T cell-mediated islet destruction is a hallmark of autoimmune diabetes. Here, we examined the dynamics and pathogenicity of CD4⁺ T cell responses to four different insulin-derived epitopes during diabetes initiation in non-obese diabetic (NOD) mice. Single-cell RNA sequencing of tetramer-sorted CD4⁺ T cells from the pancreas revealed that islet-antigen-specific T cells adopted a wide variety of fates and required XCR1⁺ dendritic cells for their activation. Hybrid-insulin C-chromogranin A (InsC-ChgA)-specific CD4⁺ T cells skewed toward a distinct T helper type 1 (Th1) effector phenotype, whereas the majority of insulin B chain and hybrid-insulin C-islet amyloid polypeptide-specific CD4⁺ T cells exhibited a regulatory phenotype and early or weak Th1 phenotype, respectively.
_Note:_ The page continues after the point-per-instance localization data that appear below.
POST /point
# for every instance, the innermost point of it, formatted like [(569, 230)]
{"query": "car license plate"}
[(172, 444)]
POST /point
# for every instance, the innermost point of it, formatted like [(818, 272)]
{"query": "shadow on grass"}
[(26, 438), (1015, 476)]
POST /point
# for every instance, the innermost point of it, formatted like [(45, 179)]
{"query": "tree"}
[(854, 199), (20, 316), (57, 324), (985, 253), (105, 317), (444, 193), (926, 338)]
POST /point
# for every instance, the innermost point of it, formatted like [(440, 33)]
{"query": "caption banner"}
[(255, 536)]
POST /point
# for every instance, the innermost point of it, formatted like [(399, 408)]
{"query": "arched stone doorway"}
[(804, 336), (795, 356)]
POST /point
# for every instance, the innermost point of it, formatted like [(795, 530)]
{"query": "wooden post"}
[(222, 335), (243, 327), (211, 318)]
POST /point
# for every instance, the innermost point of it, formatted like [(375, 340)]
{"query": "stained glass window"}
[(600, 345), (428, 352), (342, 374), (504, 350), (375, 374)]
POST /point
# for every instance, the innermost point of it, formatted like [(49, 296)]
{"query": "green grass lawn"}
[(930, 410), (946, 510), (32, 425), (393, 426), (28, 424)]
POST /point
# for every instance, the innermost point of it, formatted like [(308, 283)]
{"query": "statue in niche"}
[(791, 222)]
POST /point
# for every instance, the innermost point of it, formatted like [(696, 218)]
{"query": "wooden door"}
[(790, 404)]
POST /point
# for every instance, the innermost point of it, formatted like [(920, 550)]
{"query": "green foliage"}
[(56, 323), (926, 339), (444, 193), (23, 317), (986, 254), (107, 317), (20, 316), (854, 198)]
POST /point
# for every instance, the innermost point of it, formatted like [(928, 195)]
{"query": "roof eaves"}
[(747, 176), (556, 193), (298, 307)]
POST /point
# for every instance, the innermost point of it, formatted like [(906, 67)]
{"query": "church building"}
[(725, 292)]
InsC-ChgA-specific CD4⁺ T cells were uniquely pathogenic upon transfer, and an anti-InsC-ChgA:IAg7 antibody prevented spontaneous diabetes. Our findings highlight the heterogeneity of T cell responses to insulin-derived epitopes in diabetes and argue for the feasibility of antigen-specific therapies that blunts the response of pathogenic CD4⁺ T cells causing autoimmunity.

Keywords: HIP; Th1; autoimmune; diabetes; hybrid-insulin-peptide; mAb; pancreas; ssRNA-seq; tetramer; therapy.